A bill to legalize prostitution has moved forward a notch amid strong opposition from Orthodox members of Prime Minister Yitzhak Rabin’s government.

On Wednesday, the Israeli parliament passed a preliminary reading of legislation giving prostitutes legal protection and allowing them to move their trade indoors from the streets.

The vote was 26-15, with most of the 120-member Knesset absent. There were two abstentions.

Opposition by Shas and other haredi, or fervently Orthodox, parties in the opposition will pose hurdles for the measure as it moves to committee.

At the same time, the timing of the private member’s bill has been attributed to coalition politics.

The measure was pushed forward by Avraham Poraz of the left-wing Meretz bloc as a way of signaling party unhappiness over what it says is Rabin’s failure to grant a promised Cabinet post to Yossi Sarid, according to the newspaper Hadashot.

Justice Minister David Libai told the parliament he supports the bill.

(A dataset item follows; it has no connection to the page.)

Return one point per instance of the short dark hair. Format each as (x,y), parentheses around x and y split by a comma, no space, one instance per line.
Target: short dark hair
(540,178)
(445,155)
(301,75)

But he said it does not enjoy the endorsement of the Cabinet on the whole, because of opposition by the interior minister, Arye Deri, who is a leader of Shas.

A Shas spokesman, Deputy Minister Rafael Pinhasi, said the bill threatens the government’s stability, as it has been put forward in the absence of approval from the coalition executive.

Religious party speakers said the bill would create an increase in prostitution, prompting Poraz to replay that failure to pass it would help spread AIDS.

Agreeing, Yoram Lass of Labor objected to the bill’s failure to require prostitutes to provide their clients with condoms. Condoms are considered the most effective means of preventing the transmission of HIV, the virus that causes AIDS, during sexual intercourse.

The AIDS issue raised tempers at another parliamentary forum.

Rabbi Yosef Ba-Gad of the far-right Moledet party, stormed out of a meeting of the Knesset’s Education Committee on Tuesday after a condom dispenser was placed on display to mark World AIDS Day.

The display was defended by Labor’s Avraham Burg as important to committee discussion on a proposal to introduce the dispensers in schools.

Ba-Gad said that it was outrageous for the “impure” machine to have been brought into the committee room. The only way to combat the spread of AIDS, he said, is to educate youngsters in correct family values.